Anders Sandberg wrote:
> "my inner geek" <email@example.com> writes:
> > When thinking about the resonance decay of Waterford Crystal toasts,
> > I can help but ask how long the noise would last if the toast was
> > made using goblets made of diamond?
> Interesting. Since the speed of sound is higher in diamond, the tone
> would likely be higher pitched too. Nanobuilt goblets might even
> include microstructures to modulate the tone in some nice way (music
> playing goblets is somewhat tacky, though).

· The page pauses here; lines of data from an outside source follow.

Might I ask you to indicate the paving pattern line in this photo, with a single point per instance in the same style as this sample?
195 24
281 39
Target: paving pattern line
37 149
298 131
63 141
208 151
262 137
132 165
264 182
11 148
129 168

> Can we come up with more "transhuman dinner technology"? Smart napkins
> are of course a must. I have been thinking of diamondoid knives, with
> sharpness determined by pressing one part of the surface. But what
> about the weight ergonomics? Do we need to weigh them down to make
> them comfortable?
> On the other hand, chopsticks have the nice property of being used
> just by one hand, making it possible to both eat and gesticulate.
> Nanotech dishwashing agents might be interesting, although they could
> be dangerous if trying to lyse the wrong things. "Never add the start
> signal while in contact with the dishwater!"
Gee, if Palmolive allows you to soften hands while doing your dishes, why can't nanotech? I'm sure that there could be a safety circuit which can test for living flesh vs. dead skin cells. This safety circuit should probably be mandatory anyways.